You know Duffee could be a sleeping giant in the MMA HW world, a year ago you could of argued with ease that he was the best new signing that the UFC made to there HW division and had him as future contender.

Lets not forget he was completely dominating Russow before he got KO'ed, and he even owns a KO win over Josh Bennett which is massive, people are well under rating his chances of another big unset like the Barnett fight.

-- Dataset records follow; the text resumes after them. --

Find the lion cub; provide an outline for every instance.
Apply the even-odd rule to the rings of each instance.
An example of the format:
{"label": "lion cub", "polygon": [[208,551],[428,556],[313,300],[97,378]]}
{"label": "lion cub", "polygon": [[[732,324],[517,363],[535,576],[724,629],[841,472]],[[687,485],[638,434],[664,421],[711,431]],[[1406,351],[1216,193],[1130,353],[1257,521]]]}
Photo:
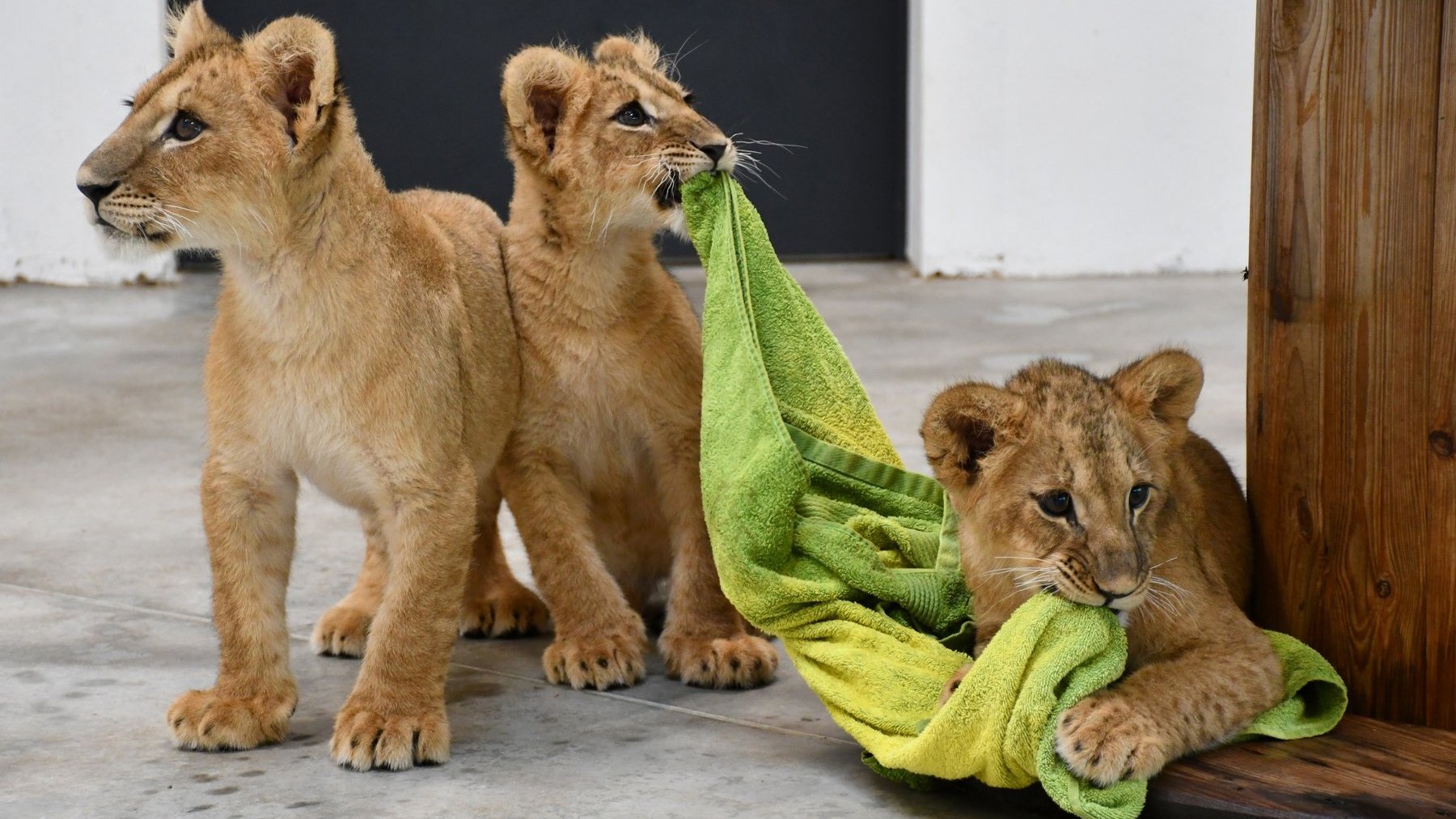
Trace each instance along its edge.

I still think the Reem is just going to be to powerful for him and can see this going like the Ben Edwards fight, but Duffee could stand as good a chance as anyone of beating the Reem right now.


----------



## Danm2501 (Jun 22, 2009)

You realise that it's Josh Bennett he beat, a man that's gone 2-6 in his last 8, and not Josh Barnett, one of the best submission wrestlers in the world, right?

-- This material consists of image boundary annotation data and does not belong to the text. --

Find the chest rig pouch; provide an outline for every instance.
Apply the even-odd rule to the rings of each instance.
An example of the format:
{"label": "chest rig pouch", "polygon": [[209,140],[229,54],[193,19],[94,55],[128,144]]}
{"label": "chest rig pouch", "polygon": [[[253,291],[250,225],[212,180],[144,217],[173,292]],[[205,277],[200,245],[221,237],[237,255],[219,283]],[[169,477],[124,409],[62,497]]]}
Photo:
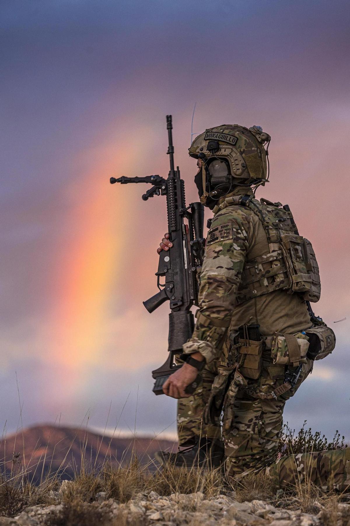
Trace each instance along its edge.
{"label": "chest rig pouch", "polygon": [[238,304],[279,289],[299,293],[305,301],[320,299],[319,266],[312,245],[300,236],[288,205],[243,196],[244,205],[258,216],[270,252],[245,264],[237,293]]}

I wouldn't mind seeing an upset, purely because it'd be hilarious to see how swiftly a bandwagon can come to an end but because it's Duffee, and he's a douche, and because I like Alistair, I'm looking forward to seeing a Reem destruction. He's going to maul Duffee standing, destroy him in the clinch and out-grapple him. It'll be over in the first round.


----------



## KillerShark1985 (Jan 6, 2010)

Danm2501 said:


> You realise that it's Josh Bennett he beat, a man that's gone 2-6 in his last 8, and not Josh Barnett, one of the best submission wrestlers in the world, right?
> 
> I wouldn't mind seeing an upset, purely because it'd be hilarious to see how swiftly a bandwagon can come to an end but because it's Duffee, and he's a douche, and because I like Alistair, I'm looking forward to seeing a Reem destruction. He's going to maul Duffee standing, destroy him in the clinch and out-grapple him. It'll be over in the first round.


that explains a lot, I thought it was strange when I looked at his wiki file and saw a win over a Josh Bennett that I thought was Barnett thb thanks for pointing that out, I gave him more credit there than he deserved thinking he had KO'ed Barnett, which I thought was crazy that this was not part of his hype up route.


----------



## Toroian (Jan 3, 2009)

KillerShark1985 said:


> that explains a lot, I thought it was strange when I looked at his wiki file and saw a win over a Josh Bennett that I thought was Barnett thb thanks for pointing that out, I gave him more credit there than he deserved thinking he had KO'ed Barnett, which I thought was crazy that this was not part of his hype up route.


Haha was about to point that out as well, well that it was the wrong guy. xD Tho Duffee is no CAN he was and still is a good HW prospect so when REEM beats him it will give reem a little more cred and shut dana up a little(well it should)


----------



## Mike28 (Aug 11, 2010)

I bet on Duffee just because the odds are so good. Anything can happen in MMA.


----------



## Rusty (Apr 13, 2010)

All in on Duffee. This is gonna be hilarious:thumb02:


----------



## Rauno (Nov 20, 2009)

Overeem via destruction, all in the 1st round.


----------



## Danm2501 (Jun 22, 2009)

Overeem's going to destroy Duffee, but the odds are good so I've stuck a couple of thousand on him.


----------



## Budhisten (Apr 11, 2010)

Well those odds ain't worth it :S especially with Duffee having Visa-issues...

Overeem via 1st round ragdoll though


----------



## oldfan (Mar 14, 2010)

40k on Duffee.

Hope I didn't jinx him. Broken clocks do much better than me.


----------



## Indestructibl3 (Apr 2, 2009)

oldfan said:


> 40k on Duffee.
> 
> Hope I didn't jinx him. Broken clocks do much better than me.


Jinx or no jinx, both you and Duffee are gonna need a miracle :laugh:


----------



## dudeabides (Sep 30, 2008)

I'm going to need a miracle to stay up late enough to see this fight but I don't see how Overeem can lose it if he's the same Overeem from a few weeks ago.


----------



## HexRei (Apr 27, 2007)

10k on duffman just cause of the odds


----------



## dudeabides (Sep 30, 2008)

Yeah, guess Duffee knows how the other guy feels with Overeem's quick ko:



> Overeem nearly breaks a sweat; Nagashima, Mousasi win in special rules fights
> 
> UFC veteran Todd Duffee took his DREAM interim heavyweight championship fight with Alistair Overeem on short-notice, but he was sent home with even less warning.
> 
> ...


Link


----------



## vilify (Mar 23, 2010)

RustyRenegade said:


> *All in on Duffee. This is gonna be hilarious*:thumb02:


This made me laugh :laugh:


----------